La Révolution française a débuté en 1789. En 1795, l’actuelle Belgique, le Luxembourg et la rive gauche du Rhin ont été annexés par la France. Les révolutionnaires changèrent la vie quotidienne et la cohabitation politique : ils introduisirent une nouvelle constitution, une nouvelle législation et des réformes administratives. La Déclaration des droits de l’homme et du citoyen du 26 août 1789 conférait à l’homme, dès sa naissance, des droits naturels et inaliénables. Il s’agissait notamment de l’égalité devant la loi, de la protection de la propriété, de la présomption d’innocence, de la protection contre les peines trop sévères, du partage des pouvoirs législatif (parlement), exécutif (gouvernement) et judiciaire (tribunaux). En outre, le Code civil a été introduit, le code français de droit civil auquel chaque juge devait désormais se conformer. Cela a mis fin aux décisions arbitraires concernant les peines.

Tout ceci n’existait pas avant la Révolution française. Souvent, les droits n’étaient assurés qu’à la noblesse et au clergé par des traités, et ces droits devaient être confirmés à nouveau par chaque nouveau souverain. De nombreuses personnes n’étaient pas libres, mais toujours liées à la seigneurie.
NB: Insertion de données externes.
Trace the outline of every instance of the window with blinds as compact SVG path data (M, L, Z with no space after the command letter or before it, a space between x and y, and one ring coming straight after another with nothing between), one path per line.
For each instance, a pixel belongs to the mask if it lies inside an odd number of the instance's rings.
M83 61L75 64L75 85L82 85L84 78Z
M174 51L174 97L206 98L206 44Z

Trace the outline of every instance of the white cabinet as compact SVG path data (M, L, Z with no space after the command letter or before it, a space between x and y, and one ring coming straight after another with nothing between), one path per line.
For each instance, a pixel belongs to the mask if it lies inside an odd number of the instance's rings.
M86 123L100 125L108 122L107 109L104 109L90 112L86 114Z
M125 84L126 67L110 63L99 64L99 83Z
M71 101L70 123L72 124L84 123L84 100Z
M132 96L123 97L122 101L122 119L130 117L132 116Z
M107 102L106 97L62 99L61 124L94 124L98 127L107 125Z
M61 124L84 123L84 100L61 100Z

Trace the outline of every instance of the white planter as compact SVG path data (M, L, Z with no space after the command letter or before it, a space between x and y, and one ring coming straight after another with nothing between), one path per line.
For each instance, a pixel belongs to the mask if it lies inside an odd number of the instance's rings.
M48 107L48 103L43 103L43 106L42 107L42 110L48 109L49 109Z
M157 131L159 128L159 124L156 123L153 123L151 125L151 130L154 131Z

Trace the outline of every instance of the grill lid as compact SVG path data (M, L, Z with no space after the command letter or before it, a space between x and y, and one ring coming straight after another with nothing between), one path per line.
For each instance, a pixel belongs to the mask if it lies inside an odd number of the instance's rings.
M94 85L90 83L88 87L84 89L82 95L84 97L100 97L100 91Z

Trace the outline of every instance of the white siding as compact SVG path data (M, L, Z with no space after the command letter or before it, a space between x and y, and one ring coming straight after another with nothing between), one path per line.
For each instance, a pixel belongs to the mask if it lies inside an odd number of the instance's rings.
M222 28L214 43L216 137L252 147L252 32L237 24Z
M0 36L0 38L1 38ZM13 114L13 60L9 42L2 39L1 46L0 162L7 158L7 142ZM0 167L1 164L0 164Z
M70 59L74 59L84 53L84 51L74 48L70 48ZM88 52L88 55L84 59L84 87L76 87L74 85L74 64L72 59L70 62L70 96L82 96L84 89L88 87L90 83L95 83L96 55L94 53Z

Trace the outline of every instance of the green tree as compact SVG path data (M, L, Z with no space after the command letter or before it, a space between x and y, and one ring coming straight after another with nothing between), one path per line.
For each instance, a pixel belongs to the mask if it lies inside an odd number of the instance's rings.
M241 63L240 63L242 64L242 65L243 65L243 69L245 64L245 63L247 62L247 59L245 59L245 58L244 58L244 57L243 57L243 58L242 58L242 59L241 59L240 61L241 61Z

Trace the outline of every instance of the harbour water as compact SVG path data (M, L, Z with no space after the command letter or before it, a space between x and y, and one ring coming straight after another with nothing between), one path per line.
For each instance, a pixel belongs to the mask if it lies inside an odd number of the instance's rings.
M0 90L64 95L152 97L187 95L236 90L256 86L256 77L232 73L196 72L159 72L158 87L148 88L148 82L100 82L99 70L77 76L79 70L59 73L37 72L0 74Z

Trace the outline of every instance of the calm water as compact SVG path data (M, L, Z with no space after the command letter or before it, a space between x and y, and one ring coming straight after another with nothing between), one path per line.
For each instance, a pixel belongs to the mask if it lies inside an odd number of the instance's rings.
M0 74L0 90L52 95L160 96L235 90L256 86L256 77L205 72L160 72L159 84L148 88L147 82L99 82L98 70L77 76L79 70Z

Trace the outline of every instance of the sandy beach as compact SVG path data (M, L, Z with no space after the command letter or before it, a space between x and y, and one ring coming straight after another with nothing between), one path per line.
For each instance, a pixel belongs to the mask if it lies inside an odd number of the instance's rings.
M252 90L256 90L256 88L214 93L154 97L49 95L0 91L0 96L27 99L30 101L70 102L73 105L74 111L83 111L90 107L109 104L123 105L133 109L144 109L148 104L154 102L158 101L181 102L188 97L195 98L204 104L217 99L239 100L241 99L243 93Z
Les gens n’étaient pas égaux, mais avaient des droits très différents en fonction de leur statut. Les gens n’étaient pas non plus traités de manière égale devant les tribunaux. Les jugements étaient souvent rendus selon le bon vouloir des juges.

La manière dont chaque individu vivait les nouveautés de la Révolution dépendait de son statut social. De manière générale, le clergé et la noblesse perdirent de la prospérité et du pouvoir au profit des citoyens. La bourgeoisie progressiste des (grandes) villes en a le plus profité. Dans les campagnes, les commerçants, les médecins, les juristes et les fonctionnaires avaient désormais de bien meilleures perspectives de vie. Les travailleurs journaliers, les agriculteurs ou les artisans ont certes obtenu de nouveaux droits, mais à moyen terme, ces groupes de population, pauvres et analphabètes, n’ont pu profiter que tardivement des nouveautés. Au quotidien, ils n’avaient pas le sentiment d’être les bénéficiaires de cette révolution.

Qu’est-ce que cela signifiait pour les Cantons de l’Est actuels entre 1795 et 1815 ?

Pour la première fois, la partie nord, le pays d’Eupen, la partie sud, l’actuelle Eifel belge, ainsi que le pays de Malmedy dépendaient désormais d’une seule et même unité administrative moderne : le département de l’Ourthe.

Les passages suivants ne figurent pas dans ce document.